Section 2(h) of the Indian Succession Act, 1925 defines Will as: “Will means the legal
declaration of the intention of a testator with respect to his property which he desires to be
carried into effect after his death.”

A will is a testament or a written document through which an individual (testator) can describe
how wealth of that individual is to be distributed among his/her descendants. The person making
the Will can also name an executor i.e. a person who would carry out the proceedings of the
Will, along with naming legal guardians for the testator’s children especially in case they are
minors. It is a legal declaration regarding the distribution and management of property of a
person after their death.

Section 2(b) of the Indian Succession Act, 1925 defines Codicil as: “Codicil is an instrument
made in relation to a will, and explaining, altering or adding to its disposition, and shall be
deemed to form part of the will.”

The purpose of codicil is to make some small changes in the Will, which has already been
executed. If the testator wants to change the names of the executors by adding some other names,
or wants to change certain bequests by adding to the names of the legatees or subtracting some of
them, a Codicil in addition to the Will can be made to do so. The codicil must be reduced to
writing and has to be signed by the testator and attested by two witnesses. It is also the duty of
the court to arrive at the intention of the testator by reading the Will and all the codicils.

Essentials of a Will

A Will has the following essential characteristics:

1. The intention of the testator must be to take effect after his death
2. A Will is a form of the legal declaration of such intention
3. The declaration must involve the manner of disposal of the property
4. The Will can be revoked or altered during the lifetime of the testator

Who can make a will

Section 59 of the Indian Succession Act, 1925 speaks of person capable of making a will.

 A person of sound mind


 A person who is not a minor (above 18 years of age in India) are capable of making a
will.
 Any person who thinks of bequeathing (giving their property) to the person who are near
and dear to them and who are looking after their comforts.
How to Draft a Will?

There is no standard form prescribed by law regarding drafting a will.

 The language of the will should be clear and unambiguous.

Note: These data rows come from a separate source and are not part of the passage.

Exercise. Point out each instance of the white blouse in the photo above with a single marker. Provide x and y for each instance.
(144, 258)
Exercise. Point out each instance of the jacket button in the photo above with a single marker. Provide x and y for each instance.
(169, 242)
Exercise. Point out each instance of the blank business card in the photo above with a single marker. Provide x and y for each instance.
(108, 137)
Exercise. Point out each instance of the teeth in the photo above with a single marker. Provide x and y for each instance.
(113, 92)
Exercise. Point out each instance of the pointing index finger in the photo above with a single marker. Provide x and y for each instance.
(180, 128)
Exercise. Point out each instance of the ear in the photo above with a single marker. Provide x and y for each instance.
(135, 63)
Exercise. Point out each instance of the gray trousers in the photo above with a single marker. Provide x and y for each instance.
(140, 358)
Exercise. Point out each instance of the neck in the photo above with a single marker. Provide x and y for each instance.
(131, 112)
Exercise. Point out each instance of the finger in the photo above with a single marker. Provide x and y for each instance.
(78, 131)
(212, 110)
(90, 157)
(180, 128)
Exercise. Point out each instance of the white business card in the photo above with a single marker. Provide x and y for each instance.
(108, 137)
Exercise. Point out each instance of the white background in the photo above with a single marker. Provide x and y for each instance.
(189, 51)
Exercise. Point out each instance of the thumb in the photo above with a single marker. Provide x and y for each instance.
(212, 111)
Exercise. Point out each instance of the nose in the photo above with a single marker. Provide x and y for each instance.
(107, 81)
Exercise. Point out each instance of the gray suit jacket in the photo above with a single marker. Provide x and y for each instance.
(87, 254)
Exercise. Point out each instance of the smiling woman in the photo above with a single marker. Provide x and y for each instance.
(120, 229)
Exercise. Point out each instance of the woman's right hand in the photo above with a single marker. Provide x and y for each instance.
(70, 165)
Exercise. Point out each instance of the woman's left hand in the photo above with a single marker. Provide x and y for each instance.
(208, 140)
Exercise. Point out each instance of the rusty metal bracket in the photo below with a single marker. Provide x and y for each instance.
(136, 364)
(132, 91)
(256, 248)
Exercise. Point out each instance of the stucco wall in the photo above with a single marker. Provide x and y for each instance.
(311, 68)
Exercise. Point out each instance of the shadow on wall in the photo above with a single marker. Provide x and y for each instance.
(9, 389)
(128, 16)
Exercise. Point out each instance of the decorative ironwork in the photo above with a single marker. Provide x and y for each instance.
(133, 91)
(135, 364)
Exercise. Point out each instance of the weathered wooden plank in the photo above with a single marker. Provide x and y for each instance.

 The properties should be described with complete clarity.
 A will is drafted in first person.

What should be included in a will?

In a will the following details are to be included:

1. Details of the testator- The name, age, address and other details which shall help in
identifying who is making the will and when is it being drawn.
2. Declaration - It is very important that the testator declares that he/she is of sound mind
and free of any coercion while drawing the will.
3. Details of the beneficiary - The details of who shall be benefitting out of this will and to
whom shall the assets be divided should be given as their name, age, address and relation
to the testator. 
4. The executor of the will - It is very important to appoint an executor who would ensure
that the will is carried out according to the directions provided by the testator. The name,
age, address and relation to the testator should be specified as well.
5. Details of property and assets - It is pertinent to list out all the details of the assets and
properties that a testator has, and which are the ones that shall be covered in the will.
He/she can also list out any specific assets that are there.
6. Division of share - The share that each beneficiary has on the property or the specifics of
who shall get what is to be listed in full detail. If the asset is to be given to a minor, then a
custodian for the minor should also be listed in the will.  
7. Specific Directions - The testator should give directions in terms of executing the Will
and should specify if there are any instructions 
8. Witness - There should be a signature by the testator in the presence of at least 2
witnesses. The witnesses do not need to know the details of the will they just have to
verify that the signature by the testator was done before them.
9. Signature - The testator should sign with the date on the will after the last statement.